As we spoke, a teenager passed by carrying a placard that seemed to echo the sentiment: “No school today is better than no planet tomorrow,” it said.

Others signs were just as pointed: “The seas are rising,” said one. “And so are we.”

And that’s how it felt too. Like these now monthly strikes are still just the beginning of something defining, of a shift to a new way of thinking.

Not everyone has felt that way, of course. Headteachers and government ministers, including education secretary Damian Hinds, have previously lectured these youngsters that the best way to tackle climate change is to stay in classes and learn new skills.

But these particular teenagers were not for buying the line and neither was Kate Lewis, a 53-year-old mother of three standing near the back.

“I just wanted to come down and, as an oldie, show my support,” the Unite union official said. “The energy of these kids is so infectious. You look at this and it does make you positive about what can be done.”

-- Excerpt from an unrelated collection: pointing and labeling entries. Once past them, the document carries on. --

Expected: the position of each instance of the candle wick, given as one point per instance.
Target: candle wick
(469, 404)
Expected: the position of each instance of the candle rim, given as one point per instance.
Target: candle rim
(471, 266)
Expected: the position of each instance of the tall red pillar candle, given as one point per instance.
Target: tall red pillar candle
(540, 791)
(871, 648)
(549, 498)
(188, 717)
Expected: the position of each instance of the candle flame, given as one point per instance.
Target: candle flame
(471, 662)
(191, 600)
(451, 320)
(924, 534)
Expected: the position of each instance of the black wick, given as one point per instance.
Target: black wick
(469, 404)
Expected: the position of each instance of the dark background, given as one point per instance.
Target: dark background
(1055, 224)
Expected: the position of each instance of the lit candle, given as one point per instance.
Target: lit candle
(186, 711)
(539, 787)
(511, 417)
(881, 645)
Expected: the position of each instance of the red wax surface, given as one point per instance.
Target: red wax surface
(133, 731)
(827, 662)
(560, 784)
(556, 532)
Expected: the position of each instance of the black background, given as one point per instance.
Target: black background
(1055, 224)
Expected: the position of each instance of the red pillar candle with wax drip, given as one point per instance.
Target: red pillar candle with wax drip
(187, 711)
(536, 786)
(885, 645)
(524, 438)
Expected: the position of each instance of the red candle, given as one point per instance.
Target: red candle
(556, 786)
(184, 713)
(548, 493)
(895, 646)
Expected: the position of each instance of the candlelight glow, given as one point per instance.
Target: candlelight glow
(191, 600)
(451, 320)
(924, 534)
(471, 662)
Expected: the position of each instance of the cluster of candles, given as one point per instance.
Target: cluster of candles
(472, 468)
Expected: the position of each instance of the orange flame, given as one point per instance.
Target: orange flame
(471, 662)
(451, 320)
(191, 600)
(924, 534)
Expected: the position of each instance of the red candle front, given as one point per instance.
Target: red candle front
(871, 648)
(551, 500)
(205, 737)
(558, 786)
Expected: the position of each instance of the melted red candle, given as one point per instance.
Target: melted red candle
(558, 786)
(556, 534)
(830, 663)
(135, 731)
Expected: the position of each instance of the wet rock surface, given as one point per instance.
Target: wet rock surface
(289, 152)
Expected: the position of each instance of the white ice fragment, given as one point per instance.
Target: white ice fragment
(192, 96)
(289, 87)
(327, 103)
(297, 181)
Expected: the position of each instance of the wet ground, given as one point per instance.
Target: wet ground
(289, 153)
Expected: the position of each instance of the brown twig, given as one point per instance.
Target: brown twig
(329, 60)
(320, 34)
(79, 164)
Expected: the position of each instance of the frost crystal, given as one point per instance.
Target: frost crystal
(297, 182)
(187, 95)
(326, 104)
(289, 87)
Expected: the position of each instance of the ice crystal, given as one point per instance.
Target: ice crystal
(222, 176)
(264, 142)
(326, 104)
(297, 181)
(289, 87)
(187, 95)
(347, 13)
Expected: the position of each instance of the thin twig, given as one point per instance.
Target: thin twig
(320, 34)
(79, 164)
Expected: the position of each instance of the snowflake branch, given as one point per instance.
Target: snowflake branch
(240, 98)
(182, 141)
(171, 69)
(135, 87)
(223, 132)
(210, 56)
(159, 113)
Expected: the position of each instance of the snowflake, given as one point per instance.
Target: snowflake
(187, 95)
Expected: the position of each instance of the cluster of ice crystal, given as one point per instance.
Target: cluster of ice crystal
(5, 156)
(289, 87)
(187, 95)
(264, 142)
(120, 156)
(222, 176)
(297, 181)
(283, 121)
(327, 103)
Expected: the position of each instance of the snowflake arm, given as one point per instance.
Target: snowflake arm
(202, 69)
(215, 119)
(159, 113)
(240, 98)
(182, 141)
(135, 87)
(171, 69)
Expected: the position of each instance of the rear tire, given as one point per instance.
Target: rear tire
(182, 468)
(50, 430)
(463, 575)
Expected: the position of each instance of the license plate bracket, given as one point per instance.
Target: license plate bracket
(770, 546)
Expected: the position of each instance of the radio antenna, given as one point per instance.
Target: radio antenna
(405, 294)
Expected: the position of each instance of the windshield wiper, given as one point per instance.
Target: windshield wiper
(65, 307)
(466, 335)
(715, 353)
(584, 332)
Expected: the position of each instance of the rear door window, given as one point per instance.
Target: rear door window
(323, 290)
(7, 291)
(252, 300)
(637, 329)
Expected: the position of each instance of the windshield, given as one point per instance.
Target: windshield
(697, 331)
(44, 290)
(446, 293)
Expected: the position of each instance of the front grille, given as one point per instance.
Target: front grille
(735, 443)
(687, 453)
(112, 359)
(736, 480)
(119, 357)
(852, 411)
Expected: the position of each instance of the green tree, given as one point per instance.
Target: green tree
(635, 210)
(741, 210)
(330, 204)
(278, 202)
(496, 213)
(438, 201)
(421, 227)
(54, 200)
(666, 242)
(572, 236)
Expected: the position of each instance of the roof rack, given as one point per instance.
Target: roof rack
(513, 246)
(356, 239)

If felt, all in all, like the future may be in good hands.

“Maybe,” said 18-year-old student Vivian Macdonald as things started to come to a close around 2pm. “But I was thinking about the future a while ago, about how I’d like to have children and grandchildren, and I suddenly realised how maybe those options wouldn’t be open to me if global warming carried on getting worse. That was what started me wanting to take action, and I think a lot of people feel like that. That’s why this is important. It’s a fight for the future.”